One of the interesting things that’s happening now in the market is people are trying to find new ways to use technology to create liquidity for small business financings. Platforms are being created that are giving investors of varying types the ability to participate in small business loans that are much smaller than the market had the opportunity to engage in before. Technology is helping create liquidity and velocity of capital, and opening up some of these assets to a different investor base.
However, there’s a very real need to look closely at the new platforms popping up. As more platforms evaluate using securitization as a funding option, more investors are going to want to explore the model – but many of the platforms have been developed within the last five or six years and haven’t been proven in a down cycle.
As we look ahead, here are three key issues to watch for in the small and medium-sized financing market over the next year.

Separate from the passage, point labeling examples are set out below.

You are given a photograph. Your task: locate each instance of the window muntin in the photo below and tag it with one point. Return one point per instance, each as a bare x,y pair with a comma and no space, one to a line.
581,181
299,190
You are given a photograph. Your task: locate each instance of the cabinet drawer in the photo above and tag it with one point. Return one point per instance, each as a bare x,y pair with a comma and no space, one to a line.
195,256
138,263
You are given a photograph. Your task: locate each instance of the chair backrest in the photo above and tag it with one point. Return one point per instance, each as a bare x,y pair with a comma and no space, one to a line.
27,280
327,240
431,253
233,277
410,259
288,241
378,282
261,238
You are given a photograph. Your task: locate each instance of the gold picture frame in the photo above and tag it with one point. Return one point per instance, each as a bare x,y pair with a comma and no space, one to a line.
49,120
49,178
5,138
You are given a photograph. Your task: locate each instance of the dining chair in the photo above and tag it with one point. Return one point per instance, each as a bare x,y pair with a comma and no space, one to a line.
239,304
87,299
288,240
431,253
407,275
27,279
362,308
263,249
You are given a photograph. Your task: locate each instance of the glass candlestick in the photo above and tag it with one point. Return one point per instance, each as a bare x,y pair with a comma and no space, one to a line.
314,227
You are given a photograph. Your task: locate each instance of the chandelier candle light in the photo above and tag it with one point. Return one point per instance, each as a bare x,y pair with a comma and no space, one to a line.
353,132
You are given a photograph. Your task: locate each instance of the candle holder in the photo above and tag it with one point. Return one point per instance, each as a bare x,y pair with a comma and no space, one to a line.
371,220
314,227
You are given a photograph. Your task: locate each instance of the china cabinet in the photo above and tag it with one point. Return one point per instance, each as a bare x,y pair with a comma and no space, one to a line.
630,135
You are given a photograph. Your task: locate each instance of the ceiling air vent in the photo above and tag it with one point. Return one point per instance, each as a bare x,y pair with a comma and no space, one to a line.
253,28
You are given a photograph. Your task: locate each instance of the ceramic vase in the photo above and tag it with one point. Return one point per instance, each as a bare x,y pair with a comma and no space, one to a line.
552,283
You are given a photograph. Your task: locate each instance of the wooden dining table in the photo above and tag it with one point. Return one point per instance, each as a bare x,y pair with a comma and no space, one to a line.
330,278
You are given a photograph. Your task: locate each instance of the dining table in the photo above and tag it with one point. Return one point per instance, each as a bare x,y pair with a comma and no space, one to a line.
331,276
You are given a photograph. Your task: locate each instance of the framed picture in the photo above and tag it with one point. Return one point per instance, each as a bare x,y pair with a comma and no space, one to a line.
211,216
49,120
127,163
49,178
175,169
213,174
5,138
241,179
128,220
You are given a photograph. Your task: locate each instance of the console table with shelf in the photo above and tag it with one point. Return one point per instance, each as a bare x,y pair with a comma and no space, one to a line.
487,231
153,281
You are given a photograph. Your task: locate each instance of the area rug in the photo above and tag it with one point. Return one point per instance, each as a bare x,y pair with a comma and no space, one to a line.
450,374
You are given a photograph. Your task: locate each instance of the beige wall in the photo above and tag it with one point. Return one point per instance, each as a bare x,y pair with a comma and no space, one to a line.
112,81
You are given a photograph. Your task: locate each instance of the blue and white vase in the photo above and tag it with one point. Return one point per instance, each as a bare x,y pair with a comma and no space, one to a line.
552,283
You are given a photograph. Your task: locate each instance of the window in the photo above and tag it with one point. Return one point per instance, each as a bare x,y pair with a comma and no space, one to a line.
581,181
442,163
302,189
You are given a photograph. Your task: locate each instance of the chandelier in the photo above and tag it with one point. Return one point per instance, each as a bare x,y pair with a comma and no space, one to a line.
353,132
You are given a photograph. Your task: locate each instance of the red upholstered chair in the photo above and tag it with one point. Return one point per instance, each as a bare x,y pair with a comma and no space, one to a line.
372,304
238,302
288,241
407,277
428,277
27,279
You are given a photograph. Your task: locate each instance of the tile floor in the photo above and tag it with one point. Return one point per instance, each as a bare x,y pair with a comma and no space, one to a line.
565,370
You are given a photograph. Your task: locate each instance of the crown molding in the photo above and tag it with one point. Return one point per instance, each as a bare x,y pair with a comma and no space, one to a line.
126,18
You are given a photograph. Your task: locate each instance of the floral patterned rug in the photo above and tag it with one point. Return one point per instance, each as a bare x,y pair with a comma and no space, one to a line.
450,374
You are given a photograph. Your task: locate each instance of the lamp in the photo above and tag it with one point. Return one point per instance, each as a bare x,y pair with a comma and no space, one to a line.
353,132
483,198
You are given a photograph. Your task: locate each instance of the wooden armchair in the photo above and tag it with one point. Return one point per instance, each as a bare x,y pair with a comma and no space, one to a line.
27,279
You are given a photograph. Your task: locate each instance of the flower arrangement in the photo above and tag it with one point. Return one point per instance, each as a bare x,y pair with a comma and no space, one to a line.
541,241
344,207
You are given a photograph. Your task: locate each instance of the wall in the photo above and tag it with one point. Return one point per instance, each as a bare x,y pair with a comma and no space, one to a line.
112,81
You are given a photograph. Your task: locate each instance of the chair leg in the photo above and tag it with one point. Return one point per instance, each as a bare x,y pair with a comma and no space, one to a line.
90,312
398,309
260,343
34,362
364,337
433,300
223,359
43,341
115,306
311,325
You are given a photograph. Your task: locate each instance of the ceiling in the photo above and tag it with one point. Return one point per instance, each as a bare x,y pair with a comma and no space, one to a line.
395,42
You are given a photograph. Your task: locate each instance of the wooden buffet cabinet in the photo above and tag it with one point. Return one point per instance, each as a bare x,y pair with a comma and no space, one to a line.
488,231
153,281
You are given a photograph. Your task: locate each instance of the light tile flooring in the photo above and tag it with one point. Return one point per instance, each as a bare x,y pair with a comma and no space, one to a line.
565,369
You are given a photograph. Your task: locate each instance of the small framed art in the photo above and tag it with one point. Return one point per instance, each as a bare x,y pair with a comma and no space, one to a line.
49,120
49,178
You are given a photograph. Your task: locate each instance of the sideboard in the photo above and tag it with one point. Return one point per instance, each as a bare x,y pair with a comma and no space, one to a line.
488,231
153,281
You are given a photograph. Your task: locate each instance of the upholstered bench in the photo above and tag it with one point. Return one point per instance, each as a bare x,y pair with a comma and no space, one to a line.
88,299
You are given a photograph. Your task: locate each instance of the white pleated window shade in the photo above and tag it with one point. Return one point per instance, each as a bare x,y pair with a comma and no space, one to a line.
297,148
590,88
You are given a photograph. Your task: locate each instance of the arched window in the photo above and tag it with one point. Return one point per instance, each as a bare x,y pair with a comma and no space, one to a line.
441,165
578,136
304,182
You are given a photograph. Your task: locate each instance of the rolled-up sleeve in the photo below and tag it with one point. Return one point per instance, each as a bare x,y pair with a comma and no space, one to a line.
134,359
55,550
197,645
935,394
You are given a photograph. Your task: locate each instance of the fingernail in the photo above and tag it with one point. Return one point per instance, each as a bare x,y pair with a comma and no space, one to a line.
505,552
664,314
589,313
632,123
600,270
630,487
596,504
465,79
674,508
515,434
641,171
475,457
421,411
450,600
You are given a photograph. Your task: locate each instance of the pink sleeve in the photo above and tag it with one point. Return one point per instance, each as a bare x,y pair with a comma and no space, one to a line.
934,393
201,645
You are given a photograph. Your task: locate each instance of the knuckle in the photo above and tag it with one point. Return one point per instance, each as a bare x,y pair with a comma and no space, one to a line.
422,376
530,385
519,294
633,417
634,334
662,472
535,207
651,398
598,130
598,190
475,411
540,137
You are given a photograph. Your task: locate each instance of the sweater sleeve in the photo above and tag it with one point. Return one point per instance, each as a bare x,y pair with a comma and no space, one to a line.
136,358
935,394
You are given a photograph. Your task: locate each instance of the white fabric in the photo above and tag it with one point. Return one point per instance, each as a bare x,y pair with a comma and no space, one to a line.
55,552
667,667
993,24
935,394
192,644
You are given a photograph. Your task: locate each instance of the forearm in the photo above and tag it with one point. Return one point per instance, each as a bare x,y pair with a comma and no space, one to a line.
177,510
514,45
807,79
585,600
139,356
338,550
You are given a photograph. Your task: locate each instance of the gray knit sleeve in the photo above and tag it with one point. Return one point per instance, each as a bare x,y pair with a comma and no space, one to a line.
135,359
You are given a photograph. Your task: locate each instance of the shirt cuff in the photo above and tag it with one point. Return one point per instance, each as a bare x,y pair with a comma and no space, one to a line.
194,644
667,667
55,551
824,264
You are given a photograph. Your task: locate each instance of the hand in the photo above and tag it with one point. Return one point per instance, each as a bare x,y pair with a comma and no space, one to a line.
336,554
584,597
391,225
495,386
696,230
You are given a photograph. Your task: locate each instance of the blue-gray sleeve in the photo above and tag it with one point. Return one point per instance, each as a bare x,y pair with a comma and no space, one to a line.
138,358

First, there are still a number of weak spots in the economy, with numerous sectors that are challenged, including segments of retail, and oil and gas. Overall, I believe the risk of recession has risen, which would have a profound effect on small and medium-sized businesses. Second, like many others across the industry, I am concerned about the new regulations taking effect in the ABS market and the impact they will have in a market already facing tight liquidity. Third, the ability for small and medium-sized businesses to obtain funding is cracking open in new ways, leveraging technology, global liquidity pools and new origination sourcing models. It’s exciting that these new fintech platforms have popped up to try to fill the gap. It remains unclear whether many of them will have the platform profitability and capital/capital availability to keep going during rough times, incubate their businesses and develop a proven track record.
It’s a complex but fascinating time for the ABS market. With every new paradigm change, from marketplace lending to the next big thing, we are bound to see new waves of opportunities for investors, issuers, borrowers and lenders. Investors are excited about the changes that are occurring in the market, but they will need to be vigilant regarding the potential risks, especially with less proven sectors and issuers.